Zeker. Toch zullen we in dit artikel nagaan of de huidige stand van het wetenschappelijk onderzoek ons nog iets kan leren voor de dagelijkse praktijk. Misschien levert dat niet veel op, maar bij het mysterie van de oriëntatie zijn alle kleine beetjes welkom.
Ogentheorie
Omdat we niet in het kopje kunnen kijken verzinnen we zelf theorieën over de kwaliteit van postduiven. We moeten toch wat te redeneren en te verklaren hebben! Zo heb je aanhangers van de vleugeltheorie en anderen geloven heilig in de ogentheorie. Die van de ogentheorie kijken met een loep in het duivenoog en zien dan veel meer dan een gewone sterveling. Ze hebben het niet alleen over de verkenningscirkel maar ook over kweeklijnen en vlieglijnen en structuur, kortom ze kijken in het oog en weten dan precies wat de kwaliteiten van de duif zijn. Anderen gaan niet zo ver maar hebben bijvoorbeeld een voorkeur voor veel rood in het oog, met name voor de kwekers. En weer anderen willen alleen een levendig oog met kleine beweeglijke pupil, waarin ze de conditie van de duif kunnen beoordelen.

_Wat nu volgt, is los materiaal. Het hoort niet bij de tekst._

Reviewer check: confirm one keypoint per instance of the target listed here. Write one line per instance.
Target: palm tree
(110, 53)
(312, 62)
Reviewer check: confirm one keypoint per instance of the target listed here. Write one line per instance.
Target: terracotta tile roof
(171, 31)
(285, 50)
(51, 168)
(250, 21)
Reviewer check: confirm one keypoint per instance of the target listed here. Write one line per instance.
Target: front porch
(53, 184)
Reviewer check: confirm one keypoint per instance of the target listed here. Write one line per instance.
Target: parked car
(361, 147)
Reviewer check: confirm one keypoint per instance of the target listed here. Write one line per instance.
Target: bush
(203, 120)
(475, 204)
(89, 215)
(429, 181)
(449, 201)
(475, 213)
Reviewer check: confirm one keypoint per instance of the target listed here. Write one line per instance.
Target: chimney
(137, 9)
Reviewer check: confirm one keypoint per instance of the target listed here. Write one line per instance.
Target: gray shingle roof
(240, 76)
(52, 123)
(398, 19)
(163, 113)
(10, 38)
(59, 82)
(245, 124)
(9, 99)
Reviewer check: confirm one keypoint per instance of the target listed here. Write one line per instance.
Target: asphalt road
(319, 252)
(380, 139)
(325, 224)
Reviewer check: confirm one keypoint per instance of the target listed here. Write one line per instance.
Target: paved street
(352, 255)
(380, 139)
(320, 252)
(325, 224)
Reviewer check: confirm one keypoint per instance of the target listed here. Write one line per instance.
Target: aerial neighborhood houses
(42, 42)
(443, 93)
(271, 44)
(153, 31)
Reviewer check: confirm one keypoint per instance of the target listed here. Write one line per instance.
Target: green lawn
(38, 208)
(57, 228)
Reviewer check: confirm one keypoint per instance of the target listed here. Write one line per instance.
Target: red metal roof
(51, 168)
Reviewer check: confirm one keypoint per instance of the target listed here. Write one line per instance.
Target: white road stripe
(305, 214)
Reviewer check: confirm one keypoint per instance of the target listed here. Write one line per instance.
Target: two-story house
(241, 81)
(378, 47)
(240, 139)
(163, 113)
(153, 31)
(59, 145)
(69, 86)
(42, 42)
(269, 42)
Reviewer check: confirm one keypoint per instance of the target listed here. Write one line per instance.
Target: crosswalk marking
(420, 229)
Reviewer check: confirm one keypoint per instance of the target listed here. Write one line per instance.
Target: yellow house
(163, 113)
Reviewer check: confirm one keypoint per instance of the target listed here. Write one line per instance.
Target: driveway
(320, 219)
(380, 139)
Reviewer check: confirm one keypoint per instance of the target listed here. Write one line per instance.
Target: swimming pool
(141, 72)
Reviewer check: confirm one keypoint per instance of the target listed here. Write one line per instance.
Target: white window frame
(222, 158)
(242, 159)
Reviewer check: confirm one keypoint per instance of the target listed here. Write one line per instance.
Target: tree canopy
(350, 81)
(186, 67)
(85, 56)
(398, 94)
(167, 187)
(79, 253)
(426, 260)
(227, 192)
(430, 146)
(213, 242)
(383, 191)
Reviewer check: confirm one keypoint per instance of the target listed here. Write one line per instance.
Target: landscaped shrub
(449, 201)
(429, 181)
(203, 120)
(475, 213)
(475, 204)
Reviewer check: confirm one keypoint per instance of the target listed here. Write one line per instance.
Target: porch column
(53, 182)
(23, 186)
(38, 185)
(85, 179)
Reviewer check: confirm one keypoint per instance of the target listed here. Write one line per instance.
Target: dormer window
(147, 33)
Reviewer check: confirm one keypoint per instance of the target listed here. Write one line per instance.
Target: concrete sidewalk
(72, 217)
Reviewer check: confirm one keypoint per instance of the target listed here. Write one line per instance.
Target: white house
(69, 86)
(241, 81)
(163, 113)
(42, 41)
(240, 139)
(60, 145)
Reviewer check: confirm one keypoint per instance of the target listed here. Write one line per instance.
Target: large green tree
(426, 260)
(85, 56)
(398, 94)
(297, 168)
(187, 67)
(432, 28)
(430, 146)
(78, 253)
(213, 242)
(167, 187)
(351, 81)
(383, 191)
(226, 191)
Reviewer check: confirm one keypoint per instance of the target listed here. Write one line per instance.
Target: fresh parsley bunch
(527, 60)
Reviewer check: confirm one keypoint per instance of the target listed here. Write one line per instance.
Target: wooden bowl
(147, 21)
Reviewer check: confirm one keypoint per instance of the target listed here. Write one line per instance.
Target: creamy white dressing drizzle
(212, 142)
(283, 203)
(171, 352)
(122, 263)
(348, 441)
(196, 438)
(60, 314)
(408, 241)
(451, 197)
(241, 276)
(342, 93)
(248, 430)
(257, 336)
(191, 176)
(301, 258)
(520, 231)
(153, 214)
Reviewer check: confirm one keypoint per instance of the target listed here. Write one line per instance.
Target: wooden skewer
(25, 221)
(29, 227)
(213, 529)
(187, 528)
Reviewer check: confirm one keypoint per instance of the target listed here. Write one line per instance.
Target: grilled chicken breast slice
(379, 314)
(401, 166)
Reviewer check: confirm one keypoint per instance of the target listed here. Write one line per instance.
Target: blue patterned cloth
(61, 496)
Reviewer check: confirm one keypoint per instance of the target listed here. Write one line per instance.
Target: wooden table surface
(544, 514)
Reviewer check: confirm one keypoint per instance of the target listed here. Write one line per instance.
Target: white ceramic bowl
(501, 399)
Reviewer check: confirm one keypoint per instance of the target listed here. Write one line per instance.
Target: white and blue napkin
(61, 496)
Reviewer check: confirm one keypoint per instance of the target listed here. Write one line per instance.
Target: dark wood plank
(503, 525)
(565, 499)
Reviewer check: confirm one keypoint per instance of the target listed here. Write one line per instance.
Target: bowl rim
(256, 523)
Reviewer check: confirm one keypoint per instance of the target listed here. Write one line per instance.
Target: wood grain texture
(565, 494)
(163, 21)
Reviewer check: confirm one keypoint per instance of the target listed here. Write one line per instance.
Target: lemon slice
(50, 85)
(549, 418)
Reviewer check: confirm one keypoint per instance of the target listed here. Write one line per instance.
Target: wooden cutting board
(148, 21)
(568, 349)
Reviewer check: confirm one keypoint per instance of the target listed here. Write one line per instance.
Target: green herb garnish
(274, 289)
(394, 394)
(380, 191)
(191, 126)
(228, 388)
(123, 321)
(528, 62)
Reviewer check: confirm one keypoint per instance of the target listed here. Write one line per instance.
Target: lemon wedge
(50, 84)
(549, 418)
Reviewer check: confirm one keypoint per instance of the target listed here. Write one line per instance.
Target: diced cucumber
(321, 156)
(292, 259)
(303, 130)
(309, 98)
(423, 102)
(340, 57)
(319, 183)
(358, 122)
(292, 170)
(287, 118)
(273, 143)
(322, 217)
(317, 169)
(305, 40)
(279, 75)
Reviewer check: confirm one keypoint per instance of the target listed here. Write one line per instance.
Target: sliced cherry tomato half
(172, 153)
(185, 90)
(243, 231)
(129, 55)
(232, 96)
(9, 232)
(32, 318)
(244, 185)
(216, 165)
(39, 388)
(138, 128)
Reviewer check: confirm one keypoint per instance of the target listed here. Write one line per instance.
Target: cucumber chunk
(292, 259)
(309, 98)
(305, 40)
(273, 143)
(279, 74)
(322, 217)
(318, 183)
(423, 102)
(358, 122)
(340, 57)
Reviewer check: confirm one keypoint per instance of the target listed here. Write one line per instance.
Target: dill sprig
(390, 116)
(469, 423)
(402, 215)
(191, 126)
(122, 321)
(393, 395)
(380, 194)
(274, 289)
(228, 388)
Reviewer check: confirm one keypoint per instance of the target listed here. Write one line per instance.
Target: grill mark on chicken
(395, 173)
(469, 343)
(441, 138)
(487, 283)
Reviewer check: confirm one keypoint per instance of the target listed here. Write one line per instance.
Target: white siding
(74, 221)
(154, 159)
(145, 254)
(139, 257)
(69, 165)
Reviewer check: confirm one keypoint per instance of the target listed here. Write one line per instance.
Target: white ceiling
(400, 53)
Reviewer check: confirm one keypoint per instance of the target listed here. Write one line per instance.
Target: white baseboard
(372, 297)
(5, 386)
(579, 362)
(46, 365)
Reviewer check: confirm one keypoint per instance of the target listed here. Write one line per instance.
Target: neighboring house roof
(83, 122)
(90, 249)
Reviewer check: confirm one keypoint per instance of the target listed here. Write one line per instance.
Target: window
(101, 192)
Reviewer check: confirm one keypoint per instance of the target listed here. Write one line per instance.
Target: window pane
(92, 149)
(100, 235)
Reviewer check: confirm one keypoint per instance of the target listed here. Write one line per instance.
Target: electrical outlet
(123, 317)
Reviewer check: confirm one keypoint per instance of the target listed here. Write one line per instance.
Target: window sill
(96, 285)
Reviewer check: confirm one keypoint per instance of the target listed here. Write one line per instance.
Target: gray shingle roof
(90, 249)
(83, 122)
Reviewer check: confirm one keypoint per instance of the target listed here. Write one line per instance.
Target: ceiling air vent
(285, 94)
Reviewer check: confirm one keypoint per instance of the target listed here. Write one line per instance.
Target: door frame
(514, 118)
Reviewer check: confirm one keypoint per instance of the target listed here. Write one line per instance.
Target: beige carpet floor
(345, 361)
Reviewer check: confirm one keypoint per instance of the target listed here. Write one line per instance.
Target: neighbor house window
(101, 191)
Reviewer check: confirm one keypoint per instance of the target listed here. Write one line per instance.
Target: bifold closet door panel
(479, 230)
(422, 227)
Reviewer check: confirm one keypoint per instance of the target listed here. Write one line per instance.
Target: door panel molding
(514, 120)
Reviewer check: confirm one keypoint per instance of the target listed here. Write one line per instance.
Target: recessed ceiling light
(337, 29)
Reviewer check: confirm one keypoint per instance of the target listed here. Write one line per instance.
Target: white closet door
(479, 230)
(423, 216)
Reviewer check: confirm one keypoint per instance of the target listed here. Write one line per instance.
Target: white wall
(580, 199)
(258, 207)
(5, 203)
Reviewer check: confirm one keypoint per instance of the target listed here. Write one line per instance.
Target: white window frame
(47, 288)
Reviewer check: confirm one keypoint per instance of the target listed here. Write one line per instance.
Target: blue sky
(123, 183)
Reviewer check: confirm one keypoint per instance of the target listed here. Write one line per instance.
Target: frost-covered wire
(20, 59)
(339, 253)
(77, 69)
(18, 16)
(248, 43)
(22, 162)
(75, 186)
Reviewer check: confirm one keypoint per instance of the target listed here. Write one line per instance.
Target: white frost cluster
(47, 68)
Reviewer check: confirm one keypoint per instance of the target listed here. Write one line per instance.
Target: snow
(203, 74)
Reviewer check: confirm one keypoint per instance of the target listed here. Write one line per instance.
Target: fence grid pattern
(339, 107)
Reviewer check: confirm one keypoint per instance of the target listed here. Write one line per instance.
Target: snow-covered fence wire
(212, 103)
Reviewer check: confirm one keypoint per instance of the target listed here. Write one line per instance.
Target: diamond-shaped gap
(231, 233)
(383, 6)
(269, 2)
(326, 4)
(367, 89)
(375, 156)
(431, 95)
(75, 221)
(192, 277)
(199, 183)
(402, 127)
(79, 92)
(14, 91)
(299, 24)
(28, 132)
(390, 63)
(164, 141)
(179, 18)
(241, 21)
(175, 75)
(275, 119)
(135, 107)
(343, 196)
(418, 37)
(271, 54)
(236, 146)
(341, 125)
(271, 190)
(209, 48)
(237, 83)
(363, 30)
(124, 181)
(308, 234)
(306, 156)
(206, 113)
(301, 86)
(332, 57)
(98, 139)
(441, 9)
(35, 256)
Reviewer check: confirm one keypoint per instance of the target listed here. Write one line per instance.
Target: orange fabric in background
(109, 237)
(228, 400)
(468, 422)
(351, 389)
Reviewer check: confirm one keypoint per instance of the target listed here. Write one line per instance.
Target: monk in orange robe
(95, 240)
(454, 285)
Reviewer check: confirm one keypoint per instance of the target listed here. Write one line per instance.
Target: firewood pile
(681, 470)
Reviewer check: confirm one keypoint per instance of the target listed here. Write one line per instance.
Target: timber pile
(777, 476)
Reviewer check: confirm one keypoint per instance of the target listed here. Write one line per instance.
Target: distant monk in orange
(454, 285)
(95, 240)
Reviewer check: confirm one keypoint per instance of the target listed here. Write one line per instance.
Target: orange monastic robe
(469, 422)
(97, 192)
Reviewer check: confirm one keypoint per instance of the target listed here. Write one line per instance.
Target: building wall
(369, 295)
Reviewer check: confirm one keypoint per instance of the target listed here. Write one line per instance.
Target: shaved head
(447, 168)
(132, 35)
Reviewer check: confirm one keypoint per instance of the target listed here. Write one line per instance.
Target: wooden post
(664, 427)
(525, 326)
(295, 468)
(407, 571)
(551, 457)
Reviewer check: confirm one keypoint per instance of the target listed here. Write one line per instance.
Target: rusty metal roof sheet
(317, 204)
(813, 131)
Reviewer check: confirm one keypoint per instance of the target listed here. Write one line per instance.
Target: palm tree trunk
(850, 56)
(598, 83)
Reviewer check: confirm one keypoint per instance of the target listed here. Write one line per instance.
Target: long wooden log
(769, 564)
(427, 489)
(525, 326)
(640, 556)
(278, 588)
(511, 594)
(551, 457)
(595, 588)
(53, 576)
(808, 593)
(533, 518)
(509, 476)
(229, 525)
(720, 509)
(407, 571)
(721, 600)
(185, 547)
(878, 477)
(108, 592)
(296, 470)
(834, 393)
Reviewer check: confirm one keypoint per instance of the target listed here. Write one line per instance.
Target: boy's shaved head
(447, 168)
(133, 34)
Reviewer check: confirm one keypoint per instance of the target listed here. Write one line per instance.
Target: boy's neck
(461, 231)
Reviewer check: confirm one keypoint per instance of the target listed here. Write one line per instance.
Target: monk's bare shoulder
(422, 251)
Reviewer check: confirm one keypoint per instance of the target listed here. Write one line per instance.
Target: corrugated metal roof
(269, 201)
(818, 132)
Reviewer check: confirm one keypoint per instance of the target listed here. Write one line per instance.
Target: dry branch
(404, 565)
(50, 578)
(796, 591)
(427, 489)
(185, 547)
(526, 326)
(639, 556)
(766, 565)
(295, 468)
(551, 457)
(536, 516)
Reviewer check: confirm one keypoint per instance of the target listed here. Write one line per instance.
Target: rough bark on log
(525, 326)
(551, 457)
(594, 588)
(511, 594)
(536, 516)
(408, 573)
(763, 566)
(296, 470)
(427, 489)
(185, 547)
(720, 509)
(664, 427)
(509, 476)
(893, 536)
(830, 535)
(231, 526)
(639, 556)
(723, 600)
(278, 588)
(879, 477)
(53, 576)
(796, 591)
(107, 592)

Die overdreven aandacht voor het oog is wetenschappelijk gezien misschien toch niet zo gek. De laatste stand van zaken met betrekking tot de vraag hoe vogels het aardmagnetisch veld waarnemen, concentreert zich op het netvlies! In de moleculen van het netvlies vinden gecompliceerde processen plaats die het vogels mogelijk zouden maken magnetische signalen op te vangen. In die processen is zonlicht noodzakelijk (waarmee het belang van de zon verklaard zou zijn). De wetenschap is er nog lang niet uit, er wordt in verschillende landen aan gewerkt. Het duivenoog doet dus waarschijnlijk meer dan gewoon kijken, en het is dus helemaal niet zo gek dat duivenmelkers bijzondere aandacht hebben voor het oog.
Jonge duiven
Dat duiven gebruik maken van het aardmagnetisme staat vast. Dat ze bovendien gebruik maken van infrasone geluidsgolven, is onlangs aannemelijk gemaakt door een Amerikaanse onderzoeker. Voor beide systemen geldt dat de duif het heersende patroon in de omgeving van zijn hok heel goed moet kennen. De magnetische waarden van de locatie rond het eigen hok moeten als het ware verankerd worden in het kopje, en datzelfde geldt voor het patroon van het infrageluid.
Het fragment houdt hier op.